I don't get it, can someone explain? (we use a lot wireguard but I don't get it :( )

thanks


userspace means that the code runs in userspace so, it doesn't require admin privileges. So, it is great if you are not the root. Exposing socks5 is great, so that another userspace process can use it. So, let's say you would like to run a torrent client in a restrictive environment, you can setup this and then through sock5 interface, you might be able to bypass firewall around it.


uh, now I've got it, thank! :)


It is inconvenient to rewrite config from original wireguard config file.


I think i'm going to write a convert a wireguard config into a wireproxy config file. Hopefully that will make it easier for people to use.


Suggest to try with this - https://github.com/go-ini/ini Wireguard config is ini format.


Very useful. Config looks easy to set up. Will explore. Thanks.

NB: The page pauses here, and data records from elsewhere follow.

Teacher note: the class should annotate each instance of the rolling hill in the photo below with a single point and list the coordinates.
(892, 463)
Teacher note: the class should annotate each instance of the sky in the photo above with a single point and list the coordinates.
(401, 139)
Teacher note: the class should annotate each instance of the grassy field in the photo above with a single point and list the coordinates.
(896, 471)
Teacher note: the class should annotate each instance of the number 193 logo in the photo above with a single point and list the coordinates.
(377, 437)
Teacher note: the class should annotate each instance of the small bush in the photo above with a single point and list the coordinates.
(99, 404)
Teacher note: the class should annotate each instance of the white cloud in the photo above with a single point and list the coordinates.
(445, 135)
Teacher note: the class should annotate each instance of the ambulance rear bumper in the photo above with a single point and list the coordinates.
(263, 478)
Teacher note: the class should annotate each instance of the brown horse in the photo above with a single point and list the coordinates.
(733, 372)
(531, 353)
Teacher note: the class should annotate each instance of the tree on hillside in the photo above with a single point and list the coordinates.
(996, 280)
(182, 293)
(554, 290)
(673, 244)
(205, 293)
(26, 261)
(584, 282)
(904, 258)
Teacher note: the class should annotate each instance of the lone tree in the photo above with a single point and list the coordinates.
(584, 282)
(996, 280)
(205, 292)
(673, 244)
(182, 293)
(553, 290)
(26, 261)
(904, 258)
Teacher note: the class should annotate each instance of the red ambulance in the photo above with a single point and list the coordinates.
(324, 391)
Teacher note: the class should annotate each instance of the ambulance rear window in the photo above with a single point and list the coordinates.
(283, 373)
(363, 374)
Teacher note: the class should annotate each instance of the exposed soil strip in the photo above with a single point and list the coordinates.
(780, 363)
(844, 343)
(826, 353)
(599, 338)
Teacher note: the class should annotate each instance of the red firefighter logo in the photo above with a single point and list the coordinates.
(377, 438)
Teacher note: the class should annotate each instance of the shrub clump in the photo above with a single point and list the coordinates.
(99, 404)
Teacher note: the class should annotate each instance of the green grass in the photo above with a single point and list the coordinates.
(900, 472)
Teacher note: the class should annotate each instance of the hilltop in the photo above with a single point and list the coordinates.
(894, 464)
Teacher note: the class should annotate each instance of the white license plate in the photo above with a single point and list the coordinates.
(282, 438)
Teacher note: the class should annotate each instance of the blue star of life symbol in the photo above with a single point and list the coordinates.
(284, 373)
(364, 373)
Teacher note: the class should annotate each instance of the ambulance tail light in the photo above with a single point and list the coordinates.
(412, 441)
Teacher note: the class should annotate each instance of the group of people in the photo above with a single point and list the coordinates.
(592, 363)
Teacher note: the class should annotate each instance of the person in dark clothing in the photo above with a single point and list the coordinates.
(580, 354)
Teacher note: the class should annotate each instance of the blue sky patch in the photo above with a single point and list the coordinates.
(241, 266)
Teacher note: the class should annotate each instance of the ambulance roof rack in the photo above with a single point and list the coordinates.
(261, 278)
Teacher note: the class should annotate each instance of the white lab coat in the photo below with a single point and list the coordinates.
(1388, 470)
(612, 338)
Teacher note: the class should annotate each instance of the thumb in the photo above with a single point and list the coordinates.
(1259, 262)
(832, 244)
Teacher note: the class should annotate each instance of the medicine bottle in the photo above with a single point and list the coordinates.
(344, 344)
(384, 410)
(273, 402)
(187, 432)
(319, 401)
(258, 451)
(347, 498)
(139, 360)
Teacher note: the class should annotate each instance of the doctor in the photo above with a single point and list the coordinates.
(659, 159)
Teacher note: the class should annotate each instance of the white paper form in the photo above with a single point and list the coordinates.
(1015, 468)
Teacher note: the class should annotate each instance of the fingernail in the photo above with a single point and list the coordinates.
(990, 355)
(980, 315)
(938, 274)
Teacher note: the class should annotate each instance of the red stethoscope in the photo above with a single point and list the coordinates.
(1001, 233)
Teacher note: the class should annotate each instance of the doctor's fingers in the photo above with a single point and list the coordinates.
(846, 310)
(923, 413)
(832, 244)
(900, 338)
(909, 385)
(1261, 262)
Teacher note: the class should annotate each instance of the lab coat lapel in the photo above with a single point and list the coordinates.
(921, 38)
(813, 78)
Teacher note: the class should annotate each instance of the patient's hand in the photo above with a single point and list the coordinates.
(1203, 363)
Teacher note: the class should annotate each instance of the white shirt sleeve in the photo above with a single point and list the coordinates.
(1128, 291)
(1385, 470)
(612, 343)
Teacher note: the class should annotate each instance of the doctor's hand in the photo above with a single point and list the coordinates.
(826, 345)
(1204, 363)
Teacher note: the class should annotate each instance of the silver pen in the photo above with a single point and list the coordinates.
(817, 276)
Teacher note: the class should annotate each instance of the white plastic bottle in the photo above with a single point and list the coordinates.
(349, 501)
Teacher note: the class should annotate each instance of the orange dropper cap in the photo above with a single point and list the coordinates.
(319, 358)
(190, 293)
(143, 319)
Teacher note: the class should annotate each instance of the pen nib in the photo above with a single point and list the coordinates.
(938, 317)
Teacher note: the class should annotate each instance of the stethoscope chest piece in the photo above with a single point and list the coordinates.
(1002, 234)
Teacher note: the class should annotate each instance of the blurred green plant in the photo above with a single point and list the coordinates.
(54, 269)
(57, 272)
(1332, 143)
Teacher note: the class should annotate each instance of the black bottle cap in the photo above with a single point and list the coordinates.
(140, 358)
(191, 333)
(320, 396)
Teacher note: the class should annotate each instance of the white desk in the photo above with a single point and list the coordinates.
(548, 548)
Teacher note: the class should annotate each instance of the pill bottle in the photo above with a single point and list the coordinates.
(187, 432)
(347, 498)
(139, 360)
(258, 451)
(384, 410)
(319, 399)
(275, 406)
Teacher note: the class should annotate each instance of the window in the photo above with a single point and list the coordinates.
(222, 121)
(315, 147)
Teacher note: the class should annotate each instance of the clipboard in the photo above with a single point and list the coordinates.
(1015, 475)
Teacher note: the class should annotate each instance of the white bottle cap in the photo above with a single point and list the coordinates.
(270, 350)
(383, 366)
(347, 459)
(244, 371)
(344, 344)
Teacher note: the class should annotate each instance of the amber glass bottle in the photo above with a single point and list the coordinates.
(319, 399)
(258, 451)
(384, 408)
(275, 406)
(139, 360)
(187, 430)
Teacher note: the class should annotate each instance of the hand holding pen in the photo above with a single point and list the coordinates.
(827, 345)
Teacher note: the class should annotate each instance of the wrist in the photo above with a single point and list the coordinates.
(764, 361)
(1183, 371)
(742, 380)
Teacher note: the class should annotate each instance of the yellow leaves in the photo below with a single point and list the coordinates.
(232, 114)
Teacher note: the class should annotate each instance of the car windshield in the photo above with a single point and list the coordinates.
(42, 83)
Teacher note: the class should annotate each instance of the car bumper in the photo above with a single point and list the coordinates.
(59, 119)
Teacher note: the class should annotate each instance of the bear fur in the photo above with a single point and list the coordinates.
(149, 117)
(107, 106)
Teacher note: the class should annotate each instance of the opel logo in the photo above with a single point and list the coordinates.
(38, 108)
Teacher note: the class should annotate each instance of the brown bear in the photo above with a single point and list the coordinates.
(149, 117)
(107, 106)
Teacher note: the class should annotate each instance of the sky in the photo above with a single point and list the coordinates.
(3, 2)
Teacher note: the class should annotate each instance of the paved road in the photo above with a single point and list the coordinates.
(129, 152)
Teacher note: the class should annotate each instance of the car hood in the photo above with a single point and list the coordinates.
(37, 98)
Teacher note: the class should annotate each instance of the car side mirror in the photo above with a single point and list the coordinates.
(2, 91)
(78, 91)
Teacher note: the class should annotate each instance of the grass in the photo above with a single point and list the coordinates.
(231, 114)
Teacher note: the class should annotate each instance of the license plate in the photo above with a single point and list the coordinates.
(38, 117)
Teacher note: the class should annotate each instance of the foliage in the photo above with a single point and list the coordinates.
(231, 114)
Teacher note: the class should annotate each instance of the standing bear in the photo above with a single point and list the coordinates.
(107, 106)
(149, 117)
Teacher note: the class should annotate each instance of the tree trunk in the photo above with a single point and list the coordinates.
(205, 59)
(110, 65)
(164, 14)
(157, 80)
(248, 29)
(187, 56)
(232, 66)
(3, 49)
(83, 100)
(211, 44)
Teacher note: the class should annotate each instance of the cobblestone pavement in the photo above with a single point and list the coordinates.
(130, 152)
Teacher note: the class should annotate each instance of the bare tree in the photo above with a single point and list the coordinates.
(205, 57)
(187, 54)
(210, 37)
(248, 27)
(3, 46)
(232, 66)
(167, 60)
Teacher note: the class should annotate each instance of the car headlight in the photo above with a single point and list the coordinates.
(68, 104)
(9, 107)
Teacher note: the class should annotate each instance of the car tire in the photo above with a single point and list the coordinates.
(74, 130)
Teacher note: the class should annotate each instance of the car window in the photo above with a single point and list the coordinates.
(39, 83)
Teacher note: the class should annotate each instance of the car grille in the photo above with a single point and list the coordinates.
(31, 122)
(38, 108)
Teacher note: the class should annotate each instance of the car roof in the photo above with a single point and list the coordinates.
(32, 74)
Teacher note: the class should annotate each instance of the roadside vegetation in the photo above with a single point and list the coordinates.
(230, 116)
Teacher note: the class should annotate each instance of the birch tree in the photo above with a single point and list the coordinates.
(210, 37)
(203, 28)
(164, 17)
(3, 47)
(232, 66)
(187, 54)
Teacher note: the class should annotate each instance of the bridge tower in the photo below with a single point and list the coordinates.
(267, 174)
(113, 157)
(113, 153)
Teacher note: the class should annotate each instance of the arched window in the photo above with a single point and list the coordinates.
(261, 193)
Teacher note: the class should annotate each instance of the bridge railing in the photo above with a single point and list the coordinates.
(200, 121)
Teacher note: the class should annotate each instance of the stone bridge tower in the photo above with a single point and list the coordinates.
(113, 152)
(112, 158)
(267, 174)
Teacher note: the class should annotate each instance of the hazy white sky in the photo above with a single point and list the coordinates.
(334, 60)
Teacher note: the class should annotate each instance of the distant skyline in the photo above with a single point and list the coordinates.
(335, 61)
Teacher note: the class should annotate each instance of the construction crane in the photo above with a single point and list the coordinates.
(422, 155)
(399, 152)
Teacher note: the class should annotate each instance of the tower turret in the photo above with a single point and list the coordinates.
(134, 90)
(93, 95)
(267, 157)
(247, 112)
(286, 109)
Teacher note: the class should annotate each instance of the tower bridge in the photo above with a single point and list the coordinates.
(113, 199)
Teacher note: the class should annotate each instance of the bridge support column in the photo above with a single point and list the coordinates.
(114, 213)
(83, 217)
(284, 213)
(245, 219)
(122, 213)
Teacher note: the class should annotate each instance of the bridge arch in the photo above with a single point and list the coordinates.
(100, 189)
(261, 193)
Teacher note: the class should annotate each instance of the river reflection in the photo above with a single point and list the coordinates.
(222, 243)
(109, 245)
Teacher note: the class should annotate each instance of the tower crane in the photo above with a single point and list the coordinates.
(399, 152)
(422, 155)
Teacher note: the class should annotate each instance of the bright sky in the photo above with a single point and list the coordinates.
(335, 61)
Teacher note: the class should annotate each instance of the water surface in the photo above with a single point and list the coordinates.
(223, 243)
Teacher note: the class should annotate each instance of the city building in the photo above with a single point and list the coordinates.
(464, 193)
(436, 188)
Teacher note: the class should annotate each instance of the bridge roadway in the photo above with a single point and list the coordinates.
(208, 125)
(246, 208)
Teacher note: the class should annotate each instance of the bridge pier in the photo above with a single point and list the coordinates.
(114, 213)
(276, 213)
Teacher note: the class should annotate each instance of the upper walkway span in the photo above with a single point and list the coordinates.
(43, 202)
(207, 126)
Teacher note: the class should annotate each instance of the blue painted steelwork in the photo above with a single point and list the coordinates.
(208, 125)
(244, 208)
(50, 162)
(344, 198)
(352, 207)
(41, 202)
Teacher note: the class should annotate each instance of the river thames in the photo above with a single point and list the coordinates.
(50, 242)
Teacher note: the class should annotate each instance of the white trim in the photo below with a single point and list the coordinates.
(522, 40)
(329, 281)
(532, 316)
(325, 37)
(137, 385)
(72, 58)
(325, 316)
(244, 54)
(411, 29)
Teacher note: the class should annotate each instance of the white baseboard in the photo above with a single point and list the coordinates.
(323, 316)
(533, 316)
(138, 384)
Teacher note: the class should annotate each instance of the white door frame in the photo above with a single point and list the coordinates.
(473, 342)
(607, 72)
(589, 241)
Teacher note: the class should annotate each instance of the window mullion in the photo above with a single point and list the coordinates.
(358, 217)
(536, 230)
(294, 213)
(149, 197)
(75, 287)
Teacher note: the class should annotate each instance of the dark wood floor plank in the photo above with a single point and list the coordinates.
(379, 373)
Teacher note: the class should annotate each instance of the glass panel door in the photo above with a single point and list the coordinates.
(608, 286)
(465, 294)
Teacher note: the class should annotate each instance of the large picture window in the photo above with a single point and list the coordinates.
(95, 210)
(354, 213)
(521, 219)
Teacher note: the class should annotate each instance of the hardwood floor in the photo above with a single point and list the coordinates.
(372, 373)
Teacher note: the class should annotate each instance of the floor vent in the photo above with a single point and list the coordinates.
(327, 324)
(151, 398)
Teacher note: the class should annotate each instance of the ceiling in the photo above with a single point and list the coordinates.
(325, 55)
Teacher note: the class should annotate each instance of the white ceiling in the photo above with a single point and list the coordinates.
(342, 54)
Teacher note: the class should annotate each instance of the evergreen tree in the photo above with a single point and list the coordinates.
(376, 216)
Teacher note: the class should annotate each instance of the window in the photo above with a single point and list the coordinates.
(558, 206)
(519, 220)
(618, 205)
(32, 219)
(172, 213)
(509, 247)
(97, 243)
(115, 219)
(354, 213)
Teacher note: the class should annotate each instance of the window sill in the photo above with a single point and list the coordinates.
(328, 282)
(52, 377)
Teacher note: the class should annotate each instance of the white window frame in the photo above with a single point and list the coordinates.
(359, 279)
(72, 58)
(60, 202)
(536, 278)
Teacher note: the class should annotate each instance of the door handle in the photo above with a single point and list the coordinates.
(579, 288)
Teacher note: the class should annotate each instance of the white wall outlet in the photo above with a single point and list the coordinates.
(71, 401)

Very cool! It's very useful! Thanks for sharing!=]


What about UDP?


Not yet unfortunately. I'll add it in the future, but I'm preoccupied with homework right now.


i have yet to encounter a case where a udp-tunnel has a practical advantage over tcp; on the other hand, corporate/hotel/coffeeshop firewalls that block anything not tcp/443 are super commom.


Thanks.


What about it? WireGuard uses UDP. You don't need privileges to open up a UDP socket.


Does this SOCKS5 tunnel support UDP?


Oh! I don't think so; at least, I don't think go-socks5 does.


SOCKS5 supports UDP, but yeah it does not look like go-socks5 does.


Does Rust support it?


The Rust user-mode WireGuard proxy mentioned upthread does UDP. Netstack does UDP as well; it's just that this particular tool doesn't, yet.


By the way, I wanna if there is any way I can connect wireguard server through a proxy. Thank for answering first.


Is this reinventing OpenVPN?


No. The "userspace" here refers to the TCP/IP stack, not the VPN implementation.